OpenAI is candid about the system’s current limitations. GPT-Red struggles with attacks that require multi-turn conversational dynamics — the back-and-forth dialogue that human social engineers use naturally. It is also not yet proficient at using images as an attack vector, which matters because images can be used to smuggle text-based instructions past standard input filters in prompt injection attacks.

This is why the company frames GPT-Red as a supplement to — not a replacement for — human red-teamers. People can still find attack vectors the system misses. One practical workflow OpenAI has adopted: give GPT-Red an attack that humans discovered and ask it to enumerate every possible variation, essentially using the AI to exhaustively map the attack surface around a known vulnerability.

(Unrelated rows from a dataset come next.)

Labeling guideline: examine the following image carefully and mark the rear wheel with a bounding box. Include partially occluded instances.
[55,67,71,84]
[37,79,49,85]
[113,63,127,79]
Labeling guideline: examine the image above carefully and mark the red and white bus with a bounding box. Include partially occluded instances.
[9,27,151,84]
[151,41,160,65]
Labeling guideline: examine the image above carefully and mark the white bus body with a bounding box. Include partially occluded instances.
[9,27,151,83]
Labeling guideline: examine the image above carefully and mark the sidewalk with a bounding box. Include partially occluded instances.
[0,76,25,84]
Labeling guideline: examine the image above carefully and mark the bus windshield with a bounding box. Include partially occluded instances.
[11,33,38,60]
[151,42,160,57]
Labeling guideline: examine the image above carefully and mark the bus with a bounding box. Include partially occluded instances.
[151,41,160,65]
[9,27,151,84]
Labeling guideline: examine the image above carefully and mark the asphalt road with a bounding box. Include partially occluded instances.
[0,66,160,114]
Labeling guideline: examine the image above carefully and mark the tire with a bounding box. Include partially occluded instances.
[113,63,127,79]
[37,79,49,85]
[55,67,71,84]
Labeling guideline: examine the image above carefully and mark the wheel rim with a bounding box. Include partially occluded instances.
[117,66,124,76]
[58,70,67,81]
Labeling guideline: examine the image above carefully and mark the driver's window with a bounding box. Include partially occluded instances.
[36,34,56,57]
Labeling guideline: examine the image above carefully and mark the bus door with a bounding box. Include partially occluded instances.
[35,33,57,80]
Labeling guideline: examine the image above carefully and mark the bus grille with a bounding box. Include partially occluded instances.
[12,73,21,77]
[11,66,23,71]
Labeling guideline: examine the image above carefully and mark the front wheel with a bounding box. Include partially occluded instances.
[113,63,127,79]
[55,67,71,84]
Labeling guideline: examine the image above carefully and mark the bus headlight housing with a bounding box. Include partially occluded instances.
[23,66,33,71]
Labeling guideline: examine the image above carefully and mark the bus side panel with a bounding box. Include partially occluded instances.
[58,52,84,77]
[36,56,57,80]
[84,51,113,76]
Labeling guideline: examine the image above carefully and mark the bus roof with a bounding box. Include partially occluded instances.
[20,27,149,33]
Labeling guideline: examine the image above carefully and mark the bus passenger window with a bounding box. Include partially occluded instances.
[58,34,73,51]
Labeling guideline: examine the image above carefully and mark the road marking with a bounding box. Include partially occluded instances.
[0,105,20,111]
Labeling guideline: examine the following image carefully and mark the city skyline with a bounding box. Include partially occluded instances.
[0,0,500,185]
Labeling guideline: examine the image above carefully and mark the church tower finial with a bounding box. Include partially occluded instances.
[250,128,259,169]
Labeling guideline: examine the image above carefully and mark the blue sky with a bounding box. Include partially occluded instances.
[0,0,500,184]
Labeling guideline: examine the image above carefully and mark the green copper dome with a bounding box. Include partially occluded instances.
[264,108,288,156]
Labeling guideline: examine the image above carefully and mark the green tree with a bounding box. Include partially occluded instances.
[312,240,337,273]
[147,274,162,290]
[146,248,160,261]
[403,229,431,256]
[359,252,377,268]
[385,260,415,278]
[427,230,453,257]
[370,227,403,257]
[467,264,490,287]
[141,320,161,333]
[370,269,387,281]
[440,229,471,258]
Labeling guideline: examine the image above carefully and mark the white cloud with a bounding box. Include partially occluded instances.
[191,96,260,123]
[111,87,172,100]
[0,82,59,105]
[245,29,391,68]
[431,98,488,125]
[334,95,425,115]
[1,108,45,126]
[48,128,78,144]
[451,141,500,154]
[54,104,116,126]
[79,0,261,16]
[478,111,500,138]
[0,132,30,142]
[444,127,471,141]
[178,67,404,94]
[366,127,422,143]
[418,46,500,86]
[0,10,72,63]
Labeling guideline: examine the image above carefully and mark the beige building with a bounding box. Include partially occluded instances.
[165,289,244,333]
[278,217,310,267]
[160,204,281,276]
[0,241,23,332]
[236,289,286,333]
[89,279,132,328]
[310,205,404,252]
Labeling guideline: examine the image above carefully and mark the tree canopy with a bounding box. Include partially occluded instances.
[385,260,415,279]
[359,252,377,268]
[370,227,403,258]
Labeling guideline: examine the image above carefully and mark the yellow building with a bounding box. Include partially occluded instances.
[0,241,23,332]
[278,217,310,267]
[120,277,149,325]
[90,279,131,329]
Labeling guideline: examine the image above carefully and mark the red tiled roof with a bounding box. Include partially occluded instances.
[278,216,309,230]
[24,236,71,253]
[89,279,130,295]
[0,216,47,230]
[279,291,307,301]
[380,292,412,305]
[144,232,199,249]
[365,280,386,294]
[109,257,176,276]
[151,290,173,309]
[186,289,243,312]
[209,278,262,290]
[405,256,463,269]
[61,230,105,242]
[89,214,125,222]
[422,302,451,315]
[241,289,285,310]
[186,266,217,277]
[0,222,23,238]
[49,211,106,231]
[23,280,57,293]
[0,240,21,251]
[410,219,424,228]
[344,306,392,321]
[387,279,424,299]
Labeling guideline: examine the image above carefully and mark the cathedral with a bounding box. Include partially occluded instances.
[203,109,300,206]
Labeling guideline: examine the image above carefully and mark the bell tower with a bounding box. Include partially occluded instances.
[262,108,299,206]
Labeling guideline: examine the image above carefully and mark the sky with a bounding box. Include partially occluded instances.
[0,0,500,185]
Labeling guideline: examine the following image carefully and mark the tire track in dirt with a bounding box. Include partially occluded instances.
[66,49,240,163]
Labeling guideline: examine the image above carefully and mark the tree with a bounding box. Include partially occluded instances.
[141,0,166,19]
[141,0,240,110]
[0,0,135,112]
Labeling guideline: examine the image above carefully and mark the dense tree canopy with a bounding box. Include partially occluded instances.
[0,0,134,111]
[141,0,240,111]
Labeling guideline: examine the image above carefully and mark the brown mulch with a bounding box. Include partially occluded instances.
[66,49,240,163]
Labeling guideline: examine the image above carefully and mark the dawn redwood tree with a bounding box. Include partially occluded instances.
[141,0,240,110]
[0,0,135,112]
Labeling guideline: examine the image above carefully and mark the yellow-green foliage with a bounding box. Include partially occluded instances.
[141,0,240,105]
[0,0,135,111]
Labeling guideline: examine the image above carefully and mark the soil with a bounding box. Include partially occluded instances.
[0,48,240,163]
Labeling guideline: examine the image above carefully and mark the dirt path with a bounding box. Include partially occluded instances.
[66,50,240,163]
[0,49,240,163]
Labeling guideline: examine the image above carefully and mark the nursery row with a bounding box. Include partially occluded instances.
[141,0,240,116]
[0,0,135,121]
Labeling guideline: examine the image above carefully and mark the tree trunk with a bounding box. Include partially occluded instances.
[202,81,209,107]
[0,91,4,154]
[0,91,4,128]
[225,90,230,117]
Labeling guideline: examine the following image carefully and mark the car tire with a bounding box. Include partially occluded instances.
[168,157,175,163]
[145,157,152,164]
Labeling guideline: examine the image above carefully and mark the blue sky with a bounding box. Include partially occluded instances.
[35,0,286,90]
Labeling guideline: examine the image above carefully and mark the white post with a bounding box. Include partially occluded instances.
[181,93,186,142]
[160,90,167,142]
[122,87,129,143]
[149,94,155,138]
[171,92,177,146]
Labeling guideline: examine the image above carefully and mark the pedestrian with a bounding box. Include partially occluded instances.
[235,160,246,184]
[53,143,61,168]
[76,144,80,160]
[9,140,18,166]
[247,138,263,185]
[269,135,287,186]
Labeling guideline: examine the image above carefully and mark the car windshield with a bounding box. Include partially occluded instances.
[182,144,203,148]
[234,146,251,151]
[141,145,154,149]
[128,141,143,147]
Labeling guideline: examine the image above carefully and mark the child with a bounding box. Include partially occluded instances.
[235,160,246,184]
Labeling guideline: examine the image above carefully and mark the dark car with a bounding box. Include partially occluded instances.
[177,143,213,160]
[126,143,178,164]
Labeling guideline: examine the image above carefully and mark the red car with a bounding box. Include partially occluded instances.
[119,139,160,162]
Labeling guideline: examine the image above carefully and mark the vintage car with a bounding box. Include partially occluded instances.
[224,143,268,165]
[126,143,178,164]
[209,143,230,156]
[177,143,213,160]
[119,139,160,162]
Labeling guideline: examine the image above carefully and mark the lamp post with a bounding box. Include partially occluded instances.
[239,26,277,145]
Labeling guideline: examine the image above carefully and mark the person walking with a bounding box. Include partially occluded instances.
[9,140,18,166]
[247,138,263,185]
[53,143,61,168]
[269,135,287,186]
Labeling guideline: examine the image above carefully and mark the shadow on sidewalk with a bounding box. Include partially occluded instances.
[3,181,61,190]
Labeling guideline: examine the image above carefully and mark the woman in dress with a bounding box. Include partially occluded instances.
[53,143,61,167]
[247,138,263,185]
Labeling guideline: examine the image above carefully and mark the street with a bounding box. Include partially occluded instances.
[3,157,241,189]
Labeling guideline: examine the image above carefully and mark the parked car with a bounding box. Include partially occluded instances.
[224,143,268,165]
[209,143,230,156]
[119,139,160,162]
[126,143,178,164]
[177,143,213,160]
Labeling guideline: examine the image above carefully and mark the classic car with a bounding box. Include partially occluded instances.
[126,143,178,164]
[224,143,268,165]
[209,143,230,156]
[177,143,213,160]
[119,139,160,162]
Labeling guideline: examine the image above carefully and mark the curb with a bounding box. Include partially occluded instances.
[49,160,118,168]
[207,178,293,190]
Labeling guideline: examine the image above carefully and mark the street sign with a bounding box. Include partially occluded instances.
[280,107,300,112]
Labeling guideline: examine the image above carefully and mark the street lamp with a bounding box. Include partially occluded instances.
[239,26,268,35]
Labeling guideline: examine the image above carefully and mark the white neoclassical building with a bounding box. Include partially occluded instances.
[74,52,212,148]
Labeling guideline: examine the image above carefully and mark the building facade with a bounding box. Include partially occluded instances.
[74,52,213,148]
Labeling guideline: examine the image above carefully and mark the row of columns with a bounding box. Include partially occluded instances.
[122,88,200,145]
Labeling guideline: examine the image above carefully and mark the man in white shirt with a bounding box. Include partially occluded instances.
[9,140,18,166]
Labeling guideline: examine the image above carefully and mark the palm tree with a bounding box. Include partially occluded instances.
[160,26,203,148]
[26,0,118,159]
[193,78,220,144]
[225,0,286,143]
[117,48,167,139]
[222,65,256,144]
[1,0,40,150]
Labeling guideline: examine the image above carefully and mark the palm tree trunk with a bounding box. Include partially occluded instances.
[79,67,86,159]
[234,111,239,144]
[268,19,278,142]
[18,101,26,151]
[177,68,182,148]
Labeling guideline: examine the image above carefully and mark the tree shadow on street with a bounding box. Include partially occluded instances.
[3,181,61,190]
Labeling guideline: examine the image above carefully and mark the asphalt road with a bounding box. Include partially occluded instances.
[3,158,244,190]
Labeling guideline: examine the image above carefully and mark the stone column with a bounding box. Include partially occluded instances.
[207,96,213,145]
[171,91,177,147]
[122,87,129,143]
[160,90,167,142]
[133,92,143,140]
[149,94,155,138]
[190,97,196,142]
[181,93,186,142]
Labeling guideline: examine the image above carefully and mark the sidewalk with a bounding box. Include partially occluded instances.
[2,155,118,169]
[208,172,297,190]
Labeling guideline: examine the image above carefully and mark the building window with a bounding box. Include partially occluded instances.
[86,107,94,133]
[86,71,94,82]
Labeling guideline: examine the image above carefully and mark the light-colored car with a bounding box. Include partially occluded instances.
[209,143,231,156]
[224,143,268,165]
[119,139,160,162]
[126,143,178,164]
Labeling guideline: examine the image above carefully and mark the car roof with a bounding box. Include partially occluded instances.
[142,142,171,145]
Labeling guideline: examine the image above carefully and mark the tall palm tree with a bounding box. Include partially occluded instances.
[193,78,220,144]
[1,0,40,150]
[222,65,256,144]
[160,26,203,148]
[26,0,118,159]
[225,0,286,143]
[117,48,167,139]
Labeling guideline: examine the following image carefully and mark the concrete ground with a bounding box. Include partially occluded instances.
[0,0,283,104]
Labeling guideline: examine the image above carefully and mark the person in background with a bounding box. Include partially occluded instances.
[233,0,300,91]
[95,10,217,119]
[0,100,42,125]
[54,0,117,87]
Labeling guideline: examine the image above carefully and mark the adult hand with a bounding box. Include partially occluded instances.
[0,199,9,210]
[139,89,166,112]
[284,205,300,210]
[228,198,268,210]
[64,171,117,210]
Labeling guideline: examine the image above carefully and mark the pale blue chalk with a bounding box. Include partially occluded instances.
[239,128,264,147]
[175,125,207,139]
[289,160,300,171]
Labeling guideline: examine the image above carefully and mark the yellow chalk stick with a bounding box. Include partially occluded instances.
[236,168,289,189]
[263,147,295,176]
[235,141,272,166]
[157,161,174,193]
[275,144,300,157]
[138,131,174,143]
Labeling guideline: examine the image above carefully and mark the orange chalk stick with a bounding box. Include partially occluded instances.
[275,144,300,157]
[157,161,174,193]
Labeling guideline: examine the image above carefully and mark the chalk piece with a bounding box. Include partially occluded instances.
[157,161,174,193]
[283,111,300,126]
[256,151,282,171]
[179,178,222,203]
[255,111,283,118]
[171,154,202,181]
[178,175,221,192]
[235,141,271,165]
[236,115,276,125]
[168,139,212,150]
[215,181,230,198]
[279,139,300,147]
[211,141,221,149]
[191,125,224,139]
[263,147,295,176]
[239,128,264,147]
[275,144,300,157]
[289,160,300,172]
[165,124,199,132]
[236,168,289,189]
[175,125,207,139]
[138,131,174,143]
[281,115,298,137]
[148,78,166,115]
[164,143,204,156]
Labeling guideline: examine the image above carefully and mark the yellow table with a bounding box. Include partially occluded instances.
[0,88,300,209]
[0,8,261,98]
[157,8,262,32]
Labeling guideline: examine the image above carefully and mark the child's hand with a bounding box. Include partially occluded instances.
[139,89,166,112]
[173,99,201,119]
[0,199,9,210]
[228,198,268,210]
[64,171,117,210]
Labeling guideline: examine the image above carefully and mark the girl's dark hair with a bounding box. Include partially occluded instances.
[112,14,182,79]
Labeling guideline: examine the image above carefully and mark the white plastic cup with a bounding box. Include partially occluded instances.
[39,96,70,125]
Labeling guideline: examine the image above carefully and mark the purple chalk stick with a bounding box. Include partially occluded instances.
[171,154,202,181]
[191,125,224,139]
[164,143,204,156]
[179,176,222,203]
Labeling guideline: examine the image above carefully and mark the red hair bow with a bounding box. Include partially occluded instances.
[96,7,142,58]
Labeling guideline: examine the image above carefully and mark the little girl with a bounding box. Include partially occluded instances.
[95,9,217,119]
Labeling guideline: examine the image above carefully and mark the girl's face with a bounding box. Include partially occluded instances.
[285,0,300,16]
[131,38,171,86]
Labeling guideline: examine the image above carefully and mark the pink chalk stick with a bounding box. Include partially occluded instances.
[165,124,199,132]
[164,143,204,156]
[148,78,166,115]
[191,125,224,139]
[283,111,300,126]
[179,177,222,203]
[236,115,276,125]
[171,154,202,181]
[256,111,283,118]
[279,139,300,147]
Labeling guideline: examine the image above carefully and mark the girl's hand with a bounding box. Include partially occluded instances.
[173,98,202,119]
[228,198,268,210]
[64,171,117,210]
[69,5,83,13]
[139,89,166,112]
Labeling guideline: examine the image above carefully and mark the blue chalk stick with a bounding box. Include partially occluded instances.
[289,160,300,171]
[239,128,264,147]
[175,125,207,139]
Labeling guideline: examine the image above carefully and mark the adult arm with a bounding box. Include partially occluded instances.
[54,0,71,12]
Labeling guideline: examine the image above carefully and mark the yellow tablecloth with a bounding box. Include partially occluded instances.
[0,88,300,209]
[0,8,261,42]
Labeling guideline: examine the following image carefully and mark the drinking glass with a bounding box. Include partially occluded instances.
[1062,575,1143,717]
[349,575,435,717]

“I think human expertise will still be very important,” says CSET’s Ji. “It would be really useful to be able to distinguish where human testing is most needed.”


Why OpenAI Is Keeping GPT-Red Under Lock and Key

Unlike many of its research advances, OpenAI will not be releasing GPT-Red publicly. The reasoning is straightforward: a system this effective at finding vulnerabilities in AI models would be extraordinarily dangerous in the wrong hands.

The company’s researchers are also confident that GPT-Red is significantly more capable than any copycat system someone could train by reading about it. As Choquette-Choo puts it: “It’s not a trivial thing that someone could easily do — you know, just go and train a super-attacker using this idea.” More than a year of development time, backed by the compute resources of one of the most well-funded technology companies in the world, is not easily replicated.


The Bigger Picture: AI Safety Enters an Arms Race of Its Own

GPT-Red represents a meaningful shift in how frontier AI labs approach safety evaluation. Rather than relying primarily on human testers who are constrained by time, attention, and the limits of human creativity, OpenAI is automating the adversarial process itself — and letting the attacker grow more sophisticated alongside the defender.

For Indian enterprises and developers building on top of OpenAI’s APIs, this matters practically. Every improvement GPT-Red drives in model robustness reduces the risk that your customer-facing AI agent gets manipulated into revealing sensitive data or behaving unpredictably. The fact that GPT-5.6 blocked more than 77% of GPT-Red’s strongest attacks (compared to fewer than 10% for its predecessor) is a concrete measure of progress that enterprise security teams can factor into their risk models.

The deeper implication is philosophical: as AI systems become more capable and more autonomous, the only scalable way to keep them safe may be to build AI systems equally capable of breaking them. The arms race is not just between AI labs — it is now happening inside them.